# Pilot Light Won't Stay Lit



## harleyrider (Feb 20, 2007)

Great pics.......The unit has a limit hooked to the t-couple and that could mean something but for the time being change the tcouple and remove and clean the pilot......also make sure that the filters are new.


----------



## ekr (Apr 9, 2007)

Thanks for the response....is the tcoupler something I can get from Home Depot or do I need to go to a HVAC supply store?
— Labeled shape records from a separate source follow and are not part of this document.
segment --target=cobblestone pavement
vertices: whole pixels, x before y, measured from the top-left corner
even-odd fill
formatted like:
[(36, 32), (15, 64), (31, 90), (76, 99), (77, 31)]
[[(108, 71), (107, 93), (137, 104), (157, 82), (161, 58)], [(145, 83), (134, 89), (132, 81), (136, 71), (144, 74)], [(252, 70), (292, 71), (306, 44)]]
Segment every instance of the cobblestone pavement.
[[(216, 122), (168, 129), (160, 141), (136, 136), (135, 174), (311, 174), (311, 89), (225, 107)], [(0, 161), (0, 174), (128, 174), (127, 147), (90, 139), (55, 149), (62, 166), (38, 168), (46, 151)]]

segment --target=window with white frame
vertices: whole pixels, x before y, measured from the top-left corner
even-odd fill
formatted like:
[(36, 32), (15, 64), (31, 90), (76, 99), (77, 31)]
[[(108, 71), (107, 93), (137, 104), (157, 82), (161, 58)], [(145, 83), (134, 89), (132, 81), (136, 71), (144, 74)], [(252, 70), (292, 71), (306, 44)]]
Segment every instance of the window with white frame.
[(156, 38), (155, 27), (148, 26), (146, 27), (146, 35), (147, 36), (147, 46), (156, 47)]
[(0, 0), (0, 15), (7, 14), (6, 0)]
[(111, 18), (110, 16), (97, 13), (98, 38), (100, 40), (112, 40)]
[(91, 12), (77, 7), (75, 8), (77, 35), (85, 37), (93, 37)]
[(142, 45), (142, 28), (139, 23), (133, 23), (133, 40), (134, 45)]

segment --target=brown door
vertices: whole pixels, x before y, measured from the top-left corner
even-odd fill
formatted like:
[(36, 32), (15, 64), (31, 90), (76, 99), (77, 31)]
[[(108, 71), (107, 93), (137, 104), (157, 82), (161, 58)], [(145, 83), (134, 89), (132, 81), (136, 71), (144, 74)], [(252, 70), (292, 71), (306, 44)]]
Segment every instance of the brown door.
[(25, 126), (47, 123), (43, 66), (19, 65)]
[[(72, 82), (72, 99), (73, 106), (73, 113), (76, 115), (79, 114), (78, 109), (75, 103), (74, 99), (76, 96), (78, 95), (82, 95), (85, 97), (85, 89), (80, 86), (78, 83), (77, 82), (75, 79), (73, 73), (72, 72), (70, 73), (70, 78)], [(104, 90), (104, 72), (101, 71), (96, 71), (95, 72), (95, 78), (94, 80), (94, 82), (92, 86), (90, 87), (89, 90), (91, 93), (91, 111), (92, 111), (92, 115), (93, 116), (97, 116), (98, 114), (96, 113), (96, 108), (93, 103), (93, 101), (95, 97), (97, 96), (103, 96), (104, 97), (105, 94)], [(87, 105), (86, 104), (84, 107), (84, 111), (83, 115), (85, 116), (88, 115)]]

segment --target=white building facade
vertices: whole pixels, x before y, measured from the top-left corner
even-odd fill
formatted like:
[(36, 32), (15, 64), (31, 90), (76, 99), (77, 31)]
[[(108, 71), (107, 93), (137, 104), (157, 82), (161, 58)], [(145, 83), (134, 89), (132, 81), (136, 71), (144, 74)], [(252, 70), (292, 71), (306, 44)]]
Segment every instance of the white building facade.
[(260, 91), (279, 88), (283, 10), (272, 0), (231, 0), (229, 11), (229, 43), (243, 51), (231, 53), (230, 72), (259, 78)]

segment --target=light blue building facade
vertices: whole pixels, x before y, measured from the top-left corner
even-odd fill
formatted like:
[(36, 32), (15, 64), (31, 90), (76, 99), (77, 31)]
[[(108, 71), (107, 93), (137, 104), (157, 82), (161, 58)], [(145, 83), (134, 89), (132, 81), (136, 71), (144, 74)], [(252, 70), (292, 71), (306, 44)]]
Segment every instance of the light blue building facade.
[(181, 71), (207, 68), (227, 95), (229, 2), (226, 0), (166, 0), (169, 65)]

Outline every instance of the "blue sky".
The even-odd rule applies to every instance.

I assume that I can get the right one by bringing my model # with me.

Thanks


----------



## harleyrider (Feb 20, 2007)

get a universial 36 ' honeywell, leave any extra coiled up, and DO NOT OVER TIGHTEN....snug and then 1/4 turn at the most.


----------



## glenbailey (Oct 19, 2009)

*Pilot stays lit, furnace runs, pilot goes out.*

Similar to the previous post, pilot stays lit until the furnace runs. When it reaches temp set on thermostat the system turns off. Aprox 1.5 minutes later the pilot goes out. Is that still a thermocouple issue? 

Model: Lennox g12q3-110-3
Installed in May 1984. Yeah, I know - it's old!


----------



## TJ_in_IL (Aug 24, 2009)

If you have not changed the tc since '84, most lkely the problem.


----------



## SKIP4661 (Dec 3, 2008)

You will need to clean that pilot orfice also. If the flame don't reach the thermocouple it won't stay lit.


----------



## glenbailey (Oct 19, 2009)

Thanks! Looks like I'll be replacing that tomorrow. Nice that they're only $10!


----------